As you, my dear readers, know, I don’t think LLMs are going to walk, talk, see, write, reproduce themselves, or be conscious of their existence. But I also don’t think they are useless. In particular, the most compelling and impressive application of large language models thus far has been code generation. The sorts of projects graduate students can build with GPT4 are beyond impressive. What would the analog be in music? As I wrote on Monday and hint at today, the most challenging part of modern digital audio is making sense of the infinite collection of synthesizer presets and sample packs.
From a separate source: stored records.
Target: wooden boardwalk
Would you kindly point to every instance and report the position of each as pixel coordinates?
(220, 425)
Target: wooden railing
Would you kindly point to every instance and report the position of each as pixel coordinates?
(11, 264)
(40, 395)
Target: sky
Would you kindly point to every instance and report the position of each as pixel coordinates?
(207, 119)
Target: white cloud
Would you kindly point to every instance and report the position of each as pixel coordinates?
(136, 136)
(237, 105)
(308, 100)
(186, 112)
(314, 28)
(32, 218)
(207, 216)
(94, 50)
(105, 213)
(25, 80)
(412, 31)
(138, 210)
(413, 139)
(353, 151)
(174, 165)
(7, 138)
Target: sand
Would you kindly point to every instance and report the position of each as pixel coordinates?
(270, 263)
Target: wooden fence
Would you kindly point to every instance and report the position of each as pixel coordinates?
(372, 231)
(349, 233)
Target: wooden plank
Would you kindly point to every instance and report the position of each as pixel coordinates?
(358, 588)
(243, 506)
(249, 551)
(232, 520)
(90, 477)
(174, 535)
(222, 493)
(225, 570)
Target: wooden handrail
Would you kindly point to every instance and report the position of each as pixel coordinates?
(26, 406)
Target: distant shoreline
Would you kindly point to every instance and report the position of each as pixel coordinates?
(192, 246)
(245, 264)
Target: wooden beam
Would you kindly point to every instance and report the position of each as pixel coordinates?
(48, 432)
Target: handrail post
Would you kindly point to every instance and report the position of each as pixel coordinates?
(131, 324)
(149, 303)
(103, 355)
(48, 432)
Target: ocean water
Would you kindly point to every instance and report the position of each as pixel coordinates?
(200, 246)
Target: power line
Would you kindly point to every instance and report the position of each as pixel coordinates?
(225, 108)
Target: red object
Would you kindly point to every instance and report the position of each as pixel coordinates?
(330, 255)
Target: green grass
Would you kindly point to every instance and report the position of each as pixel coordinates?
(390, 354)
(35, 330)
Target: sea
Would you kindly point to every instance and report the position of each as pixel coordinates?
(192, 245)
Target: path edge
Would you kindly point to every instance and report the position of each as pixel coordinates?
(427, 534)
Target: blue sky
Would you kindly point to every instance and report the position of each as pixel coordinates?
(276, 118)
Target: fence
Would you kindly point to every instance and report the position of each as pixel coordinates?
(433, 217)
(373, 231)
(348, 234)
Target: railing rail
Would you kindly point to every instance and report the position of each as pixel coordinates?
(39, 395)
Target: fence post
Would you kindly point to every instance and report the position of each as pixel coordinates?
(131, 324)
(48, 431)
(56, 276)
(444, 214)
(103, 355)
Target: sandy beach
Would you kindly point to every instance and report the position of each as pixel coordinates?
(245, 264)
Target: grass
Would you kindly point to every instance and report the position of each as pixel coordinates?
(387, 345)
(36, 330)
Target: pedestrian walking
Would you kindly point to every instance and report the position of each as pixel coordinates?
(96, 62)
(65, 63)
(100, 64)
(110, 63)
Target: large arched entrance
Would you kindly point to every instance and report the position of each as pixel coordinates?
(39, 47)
At its most abstract level, could we create a prompt system for synthesizers? People can make incredible music with the graphical programming language MaxMSP. Can we simplify creating MaxMSP patches with GPT4? MaxMSP is just code, after all! This isn’t that far away from what I can tell. GPT4 knows what pd is (it’s the open source version of MaxMSP), and it can sort of help you get started building patches. I asked it to create a pd patch of a simple additive synthesizer, and it gave me a long spiel and “a simplified textual diagram of what the patch might look like.”
Tightening this up seems pretty straightforward, doesn't it?
Moving from code to information retrieval, could we build better search tools for the vast collection of sounds we now have access to? Ableton Live ships with gigabytes of presets, and finding the one you have in mind can take hours. Can we build a chatbot that helps us navigate the infinite sea of sounds? As it exists now, the search capabilities in software like Ableton Live only index the keywords in the names of the presets. What if they could get access to more metadata? Perhaps search could then return a list of instruments and plugins associated with a natural language prompt. More ambitiously, what about sound search? Could we take a sample of music and suggest sample packs that might get you close to emulating the style? Bringing richer data to this search could open up endless creative possibilities.
Another idea that’s probably within our reach is converting existing songs into playable instruments. Ableton Live already has an “audio to midi” converter that takes sounds and converts the melody and rhythm into primitive computer music code. Could better AI tooling take a recording and produce a sampler instrument that recreates something that approximates the input’s nuance? Maybe we could upload a band’s recording, extract melodies and rhythms of the different players, and give continuous control parameters that the producer could manipulate. Where are we with source separation technology?
The issue with my wishlist is music remains a low-margin business. Listening, playing, and dancing to music are fundamental to our lives, but you’re not going to get a big VC check to innovate them. So a last question: Can you build the sorts of projects I’m asking about using cheap, open-source models? My guess is you can! And someone really should.